After my shower I walked quietly down the hall and back into the room. Brandon was passed out asleep on the bed. Of course. Air mattress, here I come. I grabbed a couple pillows and blankets and laid down. Niall still hasn't texted back.. Maybe he's still sleeping.. Or he really doesn't wanna talk to me.. Eh, I doubt it since he called me earlier. I'll call him tomorrow. I'm still mad at him.. But he's slowly picking away at my anger. Finally, I drifted off to sleep.
I woke up around noon and just laid in bed. I don't really feel like functioning today. I don't feel like going outside and facing reality. I'll just play xbox and watch tv or something, but first I need food.. I'm starving. I walked down the spiral staircase and made my way to the kitchen. This house makes me sick from all that's happened.. As soon as Autumn gets back we're moving. No question. I wanna forget the whole Justin psycho thing even happened, it'll be hard since it haunts me everyday since it's happened.

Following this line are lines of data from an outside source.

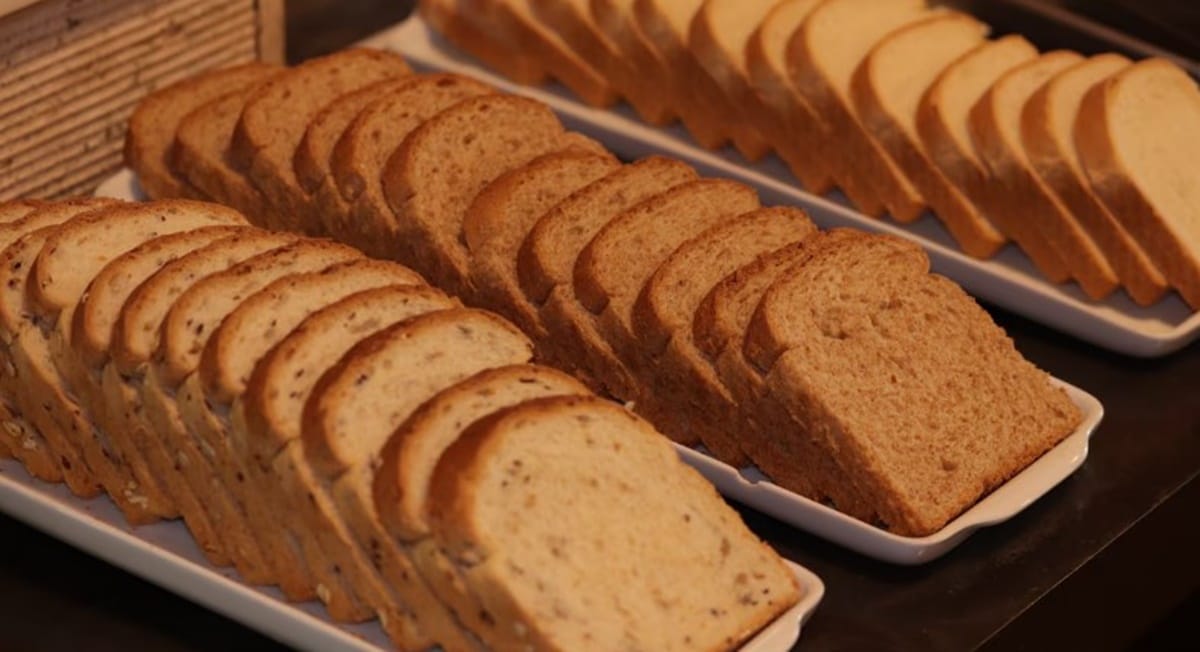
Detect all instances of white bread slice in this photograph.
[968,50,1117,299]
[1075,59,1200,309]
[428,396,799,651]
[745,0,833,195]
[372,365,589,640]
[851,12,1006,258]
[1021,54,1168,305]
[787,0,929,222]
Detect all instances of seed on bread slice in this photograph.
[967,50,1117,299]
[1021,54,1166,305]
[851,12,1006,258]
[125,62,276,199]
[229,48,412,231]
[428,396,799,650]
[462,150,620,340]
[1075,59,1200,307]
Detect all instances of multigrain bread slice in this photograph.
[229,48,412,231]
[383,95,565,294]
[301,310,533,648]
[745,229,1080,536]
[745,0,833,195]
[787,0,929,222]
[230,286,457,632]
[462,150,620,340]
[1075,59,1200,307]
[632,207,816,468]
[372,365,589,640]
[428,396,799,651]
[967,50,1117,299]
[325,74,492,258]
[851,12,1006,258]
[1021,54,1166,305]
[125,62,276,199]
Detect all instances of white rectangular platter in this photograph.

I decided on just eating some cereal.. I don't feel like cooking a large breakfast for only myself.. What's the point? I poured myself a bowl of lucky charms and laughed at the memory of me asking Autumn if she wanted some of my lucky charms and she laughed for a good while before I realized why it was funny.
I finished my cereal and put the dirty bowl in the sink with the others. Note to self: Do the dishes before Autumn gets back. Who am I kidding? I need to clean the whole damn house. Maybe tomorrow.. Maybe Sunday morning.. Wow, I'm such a procrastinator. "Tomorrow, I will clean tomorrow." I had to convince myself. Speaking of Autumn.. I need to call her. I just need to know she's okay. I'm really not good at this whole space thing.

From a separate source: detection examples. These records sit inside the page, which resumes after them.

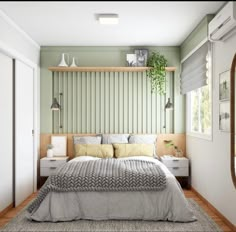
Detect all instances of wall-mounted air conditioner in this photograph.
[208,1,236,42]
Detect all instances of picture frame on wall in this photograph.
[134,49,148,67]
[219,101,230,132]
[219,70,230,101]
[51,135,67,156]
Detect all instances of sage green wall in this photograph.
[40,46,185,133]
[180,14,214,60]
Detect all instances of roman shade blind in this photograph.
[180,42,209,94]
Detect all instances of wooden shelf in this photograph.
[48,67,176,72]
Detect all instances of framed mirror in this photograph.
[230,54,236,188]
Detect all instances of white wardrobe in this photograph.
[0,53,13,212]
[0,53,35,213]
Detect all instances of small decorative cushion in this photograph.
[113,144,153,158]
[129,134,157,157]
[102,134,129,144]
[75,144,114,158]
[73,135,102,144]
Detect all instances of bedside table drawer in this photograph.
[40,167,57,176]
[167,167,188,176]
[162,158,188,167]
[40,158,66,168]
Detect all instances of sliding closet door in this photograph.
[15,61,34,206]
[0,53,13,212]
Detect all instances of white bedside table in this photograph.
[38,156,69,188]
[161,156,189,188]
[40,156,69,176]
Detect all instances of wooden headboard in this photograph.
[40,134,186,159]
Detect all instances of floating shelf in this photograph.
[48,67,176,72]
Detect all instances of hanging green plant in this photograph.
[147,52,167,95]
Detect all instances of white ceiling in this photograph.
[0,1,225,46]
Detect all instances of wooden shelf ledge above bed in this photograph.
[48,67,176,72]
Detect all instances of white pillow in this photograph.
[102,134,129,144]
[129,134,157,157]
[73,135,102,144]
[69,156,101,163]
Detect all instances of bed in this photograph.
[27,155,196,222]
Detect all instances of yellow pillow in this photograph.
[75,144,113,158]
[113,144,153,158]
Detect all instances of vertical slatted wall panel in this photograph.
[53,72,171,133]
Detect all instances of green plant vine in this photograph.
[147,52,167,95]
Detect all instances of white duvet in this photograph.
[27,156,196,222]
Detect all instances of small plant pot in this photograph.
[47,149,53,158]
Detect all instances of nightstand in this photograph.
[40,156,69,186]
[161,156,190,188]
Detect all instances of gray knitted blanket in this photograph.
[27,158,166,213]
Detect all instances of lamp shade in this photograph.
[51,97,60,110]
[165,98,174,110]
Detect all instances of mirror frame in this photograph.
[230,54,236,188]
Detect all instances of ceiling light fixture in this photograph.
[98,14,119,24]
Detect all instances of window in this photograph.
[188,84,212,137]
[181,42,212,139]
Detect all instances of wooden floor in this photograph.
[0,190,232,232]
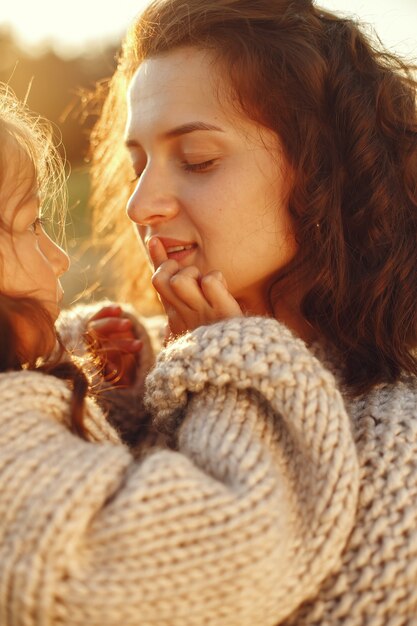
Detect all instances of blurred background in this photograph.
[0,0,417,306]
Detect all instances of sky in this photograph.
[0,0,417,58]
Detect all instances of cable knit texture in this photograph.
[0,318,417,626]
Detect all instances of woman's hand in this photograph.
[86,305,143,387]
[148,237,243,336]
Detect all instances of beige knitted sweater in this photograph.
[0,318,417,626]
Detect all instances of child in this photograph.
[0,86,156,443]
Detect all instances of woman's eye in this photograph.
[182,159,216,174]
[29,217,45,235]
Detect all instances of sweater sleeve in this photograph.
[0,318,358,626]
[57,301,165,446]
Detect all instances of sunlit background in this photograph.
[0,0,417,305]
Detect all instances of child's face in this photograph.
[126,48,296,313]
[0,151,69,320]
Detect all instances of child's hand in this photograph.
[86,305,143,387]
[148,237,243,336]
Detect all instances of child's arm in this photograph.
[57,301,165,446]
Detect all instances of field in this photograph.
[61,166,110,307]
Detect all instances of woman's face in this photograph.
[126,48,296,314]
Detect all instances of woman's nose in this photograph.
[43,234,71,276]
[126,170,179,226]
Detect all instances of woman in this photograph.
[0,0,417,626]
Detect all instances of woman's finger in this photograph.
[98,335,143,353]
[201,271,243,318]
[90,304,122,321]
[148,237,168,270]
[87,317,133,336]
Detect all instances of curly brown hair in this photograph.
[0,84,88,437]
[92,0,417,393]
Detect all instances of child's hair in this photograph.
[92,0,417,393]
[0,84,87,435]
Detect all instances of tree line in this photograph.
[0,29,118,165]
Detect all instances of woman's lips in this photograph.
[158,237,197,261]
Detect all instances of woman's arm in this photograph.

I rushed upstairs and grabbed my phone, unhooking it from the charger with ease. I clicked the home button on my iphone and my lock screen was filled with notifications. Some missed calls and text messages from the guys, Paul, and.. Autumn? I typed my passcode in and went straight to my text from Autumn. It was a picture of brownies with the words, 'brownies aren't the same when they don't come from my brownie baking partner and I :('
She's thinking of me. She has to miss me just as much as I miss her. I know it. I miss our brownies too. I remember Autumn and I made brownies and it ended up turning into a food fight and we had to be hosed off in the backyard. Good times..

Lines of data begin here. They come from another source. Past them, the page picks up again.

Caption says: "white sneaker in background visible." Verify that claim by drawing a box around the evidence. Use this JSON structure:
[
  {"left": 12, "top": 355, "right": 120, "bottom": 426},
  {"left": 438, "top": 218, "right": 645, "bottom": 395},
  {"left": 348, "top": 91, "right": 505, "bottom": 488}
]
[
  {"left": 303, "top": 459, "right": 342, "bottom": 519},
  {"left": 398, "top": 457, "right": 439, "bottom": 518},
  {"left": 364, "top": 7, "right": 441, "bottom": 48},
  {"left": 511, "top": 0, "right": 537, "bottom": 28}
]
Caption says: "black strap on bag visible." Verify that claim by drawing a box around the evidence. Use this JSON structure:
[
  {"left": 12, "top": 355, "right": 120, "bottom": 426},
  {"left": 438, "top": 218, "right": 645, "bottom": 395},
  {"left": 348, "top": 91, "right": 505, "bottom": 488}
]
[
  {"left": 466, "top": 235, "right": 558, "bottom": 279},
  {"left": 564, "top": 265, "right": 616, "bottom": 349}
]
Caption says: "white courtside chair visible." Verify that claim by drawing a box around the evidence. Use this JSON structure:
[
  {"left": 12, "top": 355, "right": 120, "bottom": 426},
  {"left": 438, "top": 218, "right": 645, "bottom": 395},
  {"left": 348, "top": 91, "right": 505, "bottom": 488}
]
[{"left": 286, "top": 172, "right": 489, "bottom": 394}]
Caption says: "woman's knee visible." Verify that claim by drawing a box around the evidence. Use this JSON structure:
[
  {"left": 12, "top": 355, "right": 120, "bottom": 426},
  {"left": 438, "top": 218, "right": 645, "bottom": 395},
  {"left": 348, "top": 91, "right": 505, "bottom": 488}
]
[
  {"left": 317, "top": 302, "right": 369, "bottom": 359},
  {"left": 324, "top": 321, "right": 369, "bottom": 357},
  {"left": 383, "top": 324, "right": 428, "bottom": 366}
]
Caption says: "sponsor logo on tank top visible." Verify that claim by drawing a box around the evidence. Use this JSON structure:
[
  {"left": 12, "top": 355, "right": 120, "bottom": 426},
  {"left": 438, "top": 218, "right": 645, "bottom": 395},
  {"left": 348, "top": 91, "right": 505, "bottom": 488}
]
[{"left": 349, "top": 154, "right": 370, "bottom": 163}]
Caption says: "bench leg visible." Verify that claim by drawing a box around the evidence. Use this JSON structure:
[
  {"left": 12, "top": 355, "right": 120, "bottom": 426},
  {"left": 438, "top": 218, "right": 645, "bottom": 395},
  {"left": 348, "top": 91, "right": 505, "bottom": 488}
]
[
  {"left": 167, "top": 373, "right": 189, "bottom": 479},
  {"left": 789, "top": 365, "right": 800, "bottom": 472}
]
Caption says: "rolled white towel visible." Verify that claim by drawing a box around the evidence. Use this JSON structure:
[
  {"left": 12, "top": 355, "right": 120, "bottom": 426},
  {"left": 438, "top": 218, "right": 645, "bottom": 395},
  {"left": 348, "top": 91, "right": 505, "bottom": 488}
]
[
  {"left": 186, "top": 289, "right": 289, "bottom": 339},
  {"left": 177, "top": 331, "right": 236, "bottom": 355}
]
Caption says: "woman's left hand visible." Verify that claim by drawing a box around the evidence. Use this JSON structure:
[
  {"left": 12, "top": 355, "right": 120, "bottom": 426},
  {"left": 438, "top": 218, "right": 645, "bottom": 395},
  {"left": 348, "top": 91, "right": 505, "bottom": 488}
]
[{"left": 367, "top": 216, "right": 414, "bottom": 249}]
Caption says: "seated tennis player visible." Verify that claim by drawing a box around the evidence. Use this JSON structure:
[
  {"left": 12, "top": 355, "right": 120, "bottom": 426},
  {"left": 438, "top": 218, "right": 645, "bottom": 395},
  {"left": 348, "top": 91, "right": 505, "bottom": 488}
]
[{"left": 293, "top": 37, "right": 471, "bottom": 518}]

I dialed her number and she answered at the last second, right when I lost hope that she'd answer.
"Hey, Ni." She whispered. Why is she whispering? She sounds.. Tired.
"Are you okay?" I asked, worry filling my features.
"I'm fine.." She chuckled. "It's 2:30 in the morning." She whispered once again. Oh shit! I forgot!
"I'm so sorry! I don't know what I was thinking calling you.. I just-" I panicked.
"It's okay. What do you- need?" She said in between a yawn.
"You." I mumbled to myself, not thinking clearly.
"Autumn, I need you." I finally gave up.
"Niall Horan, it's 2:30 in the morning, I don't want to have this conver-" she started but I cut her off.
"Just hear me out.." I sighed. It was silent on her end of the line so I continued. "I know that I said I didn't love you, I know. I was drunk off my ass and it was complete bullshit. I know that I've put you through hell and back, I beat myself up for it everyday. I'd do everything in my power to take everything back, but.. I can't. I just can't. I know that I'm an asshole.. But you make me a better person. I only want you.." I'm literally pouring my heart out to her while she's half asleep.
"Tell me you love me.. Please." She blurted out, her voice hushed.
"I love you. I love you. I love you! To the moon and back." I cried out to her.
"I love you too."
That's all I needed to hear.
AN: I'm soooo sorry I haven't updated in forever! I've written and published this chapter so many times but it would just delete and not update! I'm so sorry! And this story is almost over.. I'm gonna rush it a bit. I'm not sure how many chaps will be left.